“She’s only there to exalt Tristan.”
“Brünnhilde?”
“That’s the exception. The only woman he actually makes wiser than the men. Except she ends up dead like the others. At least the music is revolutionary.”
The Countess turned to Isobel. “There, you see? I’ll bet I’ve found out more about her in two minutes than you’ve discovered in all those years at school.”
Isobel gestured to her lips.
“You may speak.”
“I was just going to say that I don’t give a damn about any of those things.”
The Countess frowned. “Why are you wearing that awful suit?”
“This? Because we went to church this morning, Peaches and I.”
“Peaches?”
“That’s her nickname. I gave it to her.”
“But why ever?”
“Because she’s sweet and round and delicious, of course. Just look at her.”
The Countess spun back to study me. She gave the business her whole attention, crossing her left arm under her breasts and propping her right elbow on the knuckles while she sucked thoughtfully on her cigarette. I tried to decide whether she was beautiful or not—certainly her face had the symmetry of beauty, the shapely eyes—but really she was something else. Not handsome or pretty or attractive, something beyond description, so that she held your attention, your dumbstruck admiration, without the slightest effort. Striking, that’s the closest word. You could say she was striking.
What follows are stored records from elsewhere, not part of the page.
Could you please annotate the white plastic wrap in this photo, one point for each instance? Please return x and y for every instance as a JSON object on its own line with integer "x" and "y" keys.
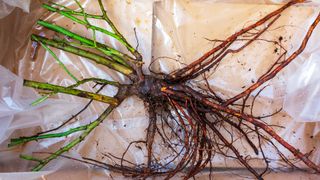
{"x": 179, "y": 31}
{"x": 302, "y": 100}
{"x": 7, "y": 6}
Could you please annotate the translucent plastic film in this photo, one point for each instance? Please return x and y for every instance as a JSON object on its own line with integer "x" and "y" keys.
{"x": 7, "y": 6}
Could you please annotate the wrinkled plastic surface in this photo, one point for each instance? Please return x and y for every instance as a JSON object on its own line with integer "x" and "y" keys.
{"x": 302, "y": 100}
{"x": 179, "y": 29}
{"x": 7, "y": 6}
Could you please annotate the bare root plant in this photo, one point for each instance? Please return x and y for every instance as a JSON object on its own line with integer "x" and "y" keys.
{"x": 192, "y": 124}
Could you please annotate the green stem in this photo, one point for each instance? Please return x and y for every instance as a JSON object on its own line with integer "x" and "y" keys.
{"x": 21, "y": 140}
{"x": 117, "y": 32}
{"x": 59, "y": 62}
{"x": 75, "y": 92}
{"x": 89, "y": 26}
{"x": 87, "y": 54}
{"x": 76, "y": 141}
{"x": 112, "y": 53}
{"x": 96, "y": 80}
{"x": 30, "y": 158}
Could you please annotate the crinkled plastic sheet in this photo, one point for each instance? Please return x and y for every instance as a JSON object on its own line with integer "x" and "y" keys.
{"x": 179, "y": 31}
{"x": 7, "y": 6}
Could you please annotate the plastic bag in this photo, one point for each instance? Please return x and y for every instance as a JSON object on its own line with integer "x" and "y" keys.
{"x": 7, "y": 6}
{"x": 302, "y": 100}
{"x": 129, "y": 121}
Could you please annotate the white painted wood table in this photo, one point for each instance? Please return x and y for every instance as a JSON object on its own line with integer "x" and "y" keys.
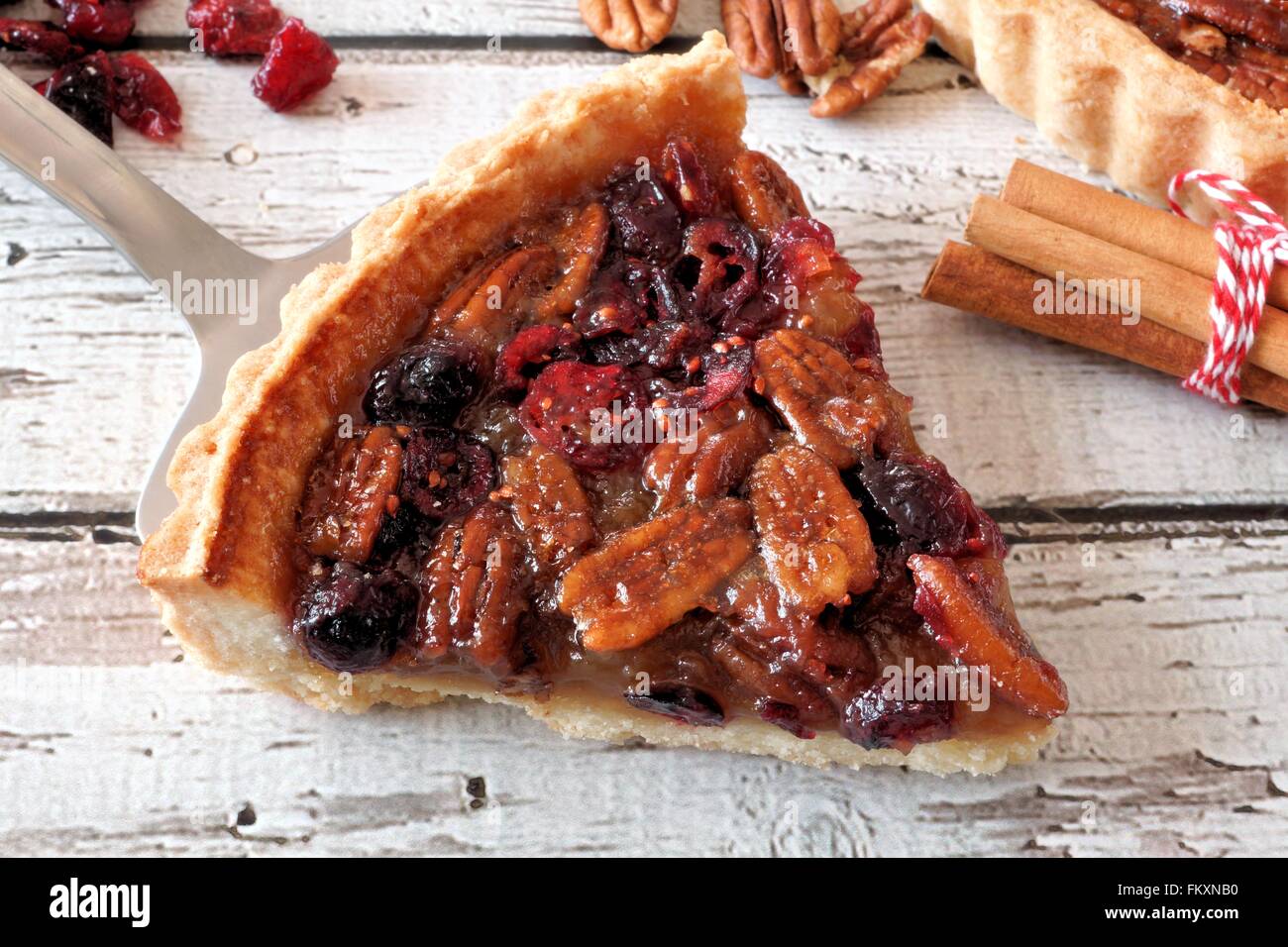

As she studied me studying her, she didn’t give any sign of what she was thinking, or what conclusions she drew from whatever figure I presented to her, in my ragged hair and ill-tailored suit and sunburnt face. The cigarette languished and died. She plucked the stub from the holder and tossed it into the ashtray and said to her daughter, “Whatever she is, she’s certainly not Peaches. Are we absolutely certain you’re mine, darling? It’s impossible to believe I’ve borne a daughter with so little penetration.”
Isobel sprang from her chair and stalked to the French doors. “I’m going to take a shower and change clothes. Are you coming, Peaches?”
“She’s not answering to Peaches anymore,” called back the Countess. “I forbid it.”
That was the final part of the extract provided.